If you want to suggest some additions or modification in the above method, feel free to post your suggestion as comment below. To learn another shortcut addition trick, read this post

I am glad to include the suggestions posted as comment below, for the benefit of everyone.

**Suggestion by Sagar Shah -**

“If there are odd number of terms then multiply the middle term with number of terms and you get the answer.

We will take the same example. 23+24+25+26+27+28+29+30+31

Here the middle term = 27 and the num of terms is 9.

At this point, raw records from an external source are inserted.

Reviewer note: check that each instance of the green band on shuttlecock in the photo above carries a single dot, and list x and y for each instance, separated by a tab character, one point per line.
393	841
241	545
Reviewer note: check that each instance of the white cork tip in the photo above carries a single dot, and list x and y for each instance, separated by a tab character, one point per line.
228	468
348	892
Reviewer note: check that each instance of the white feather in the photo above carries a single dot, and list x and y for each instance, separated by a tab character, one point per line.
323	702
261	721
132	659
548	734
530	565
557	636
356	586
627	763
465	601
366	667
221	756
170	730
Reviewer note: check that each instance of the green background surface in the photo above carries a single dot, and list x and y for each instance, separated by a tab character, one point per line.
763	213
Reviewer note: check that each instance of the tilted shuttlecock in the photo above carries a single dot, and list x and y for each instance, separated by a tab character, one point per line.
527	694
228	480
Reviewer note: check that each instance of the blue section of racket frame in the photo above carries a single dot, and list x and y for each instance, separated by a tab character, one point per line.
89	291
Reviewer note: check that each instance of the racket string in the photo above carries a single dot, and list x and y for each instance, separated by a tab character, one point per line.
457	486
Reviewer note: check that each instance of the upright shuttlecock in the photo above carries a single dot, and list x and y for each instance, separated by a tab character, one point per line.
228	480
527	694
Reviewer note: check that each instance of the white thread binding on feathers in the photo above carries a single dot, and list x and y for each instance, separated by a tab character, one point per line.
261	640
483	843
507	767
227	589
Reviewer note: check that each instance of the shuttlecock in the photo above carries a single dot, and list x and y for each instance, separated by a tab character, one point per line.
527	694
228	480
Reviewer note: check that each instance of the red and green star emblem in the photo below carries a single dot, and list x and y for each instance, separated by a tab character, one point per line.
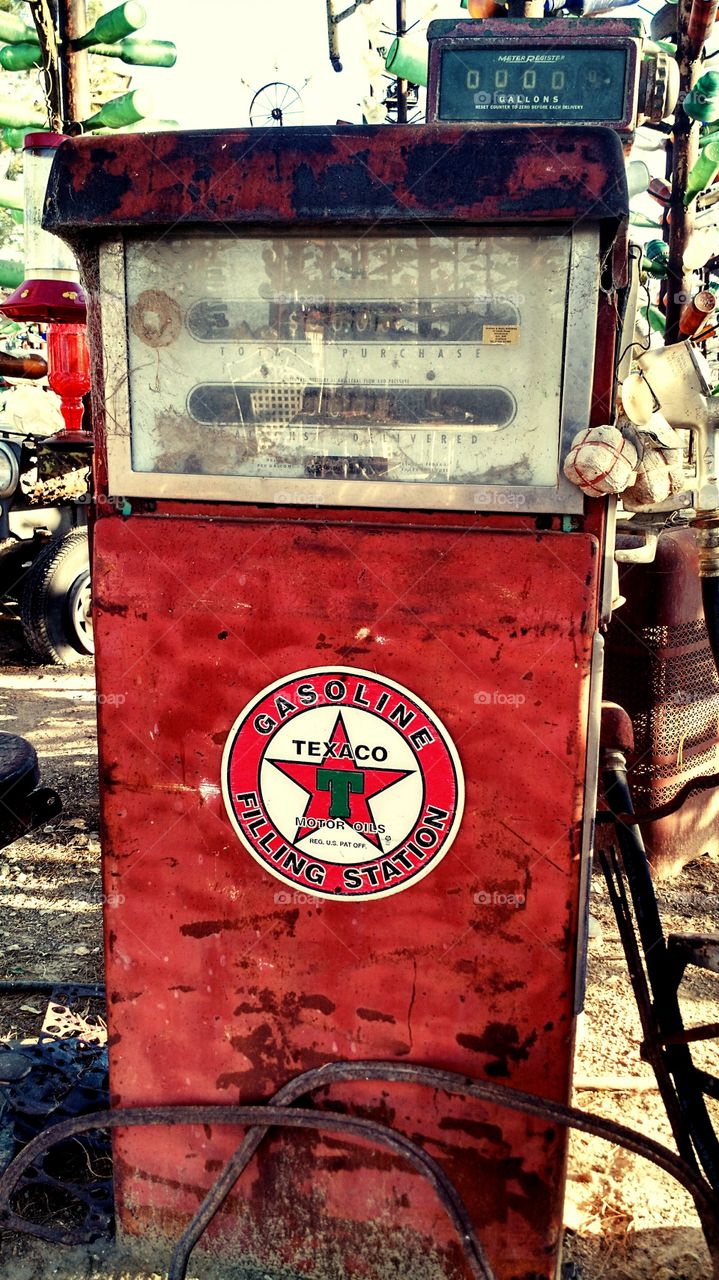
338	787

Therefore the answer is 9*27 = 243

If there are even number of terms then take the mean of the two middle terms

eg 23+24+25+26+27+28+29+30

Here there are 8 terms and the two middle terms are 26 and 27. So mean is 26.5. Multiply it with num of terms i.e 8

Solution is 26.5 * 8 = 212″

One very simple formula is used to deduce this addition shortcut. If you could identify that, post it as comment below.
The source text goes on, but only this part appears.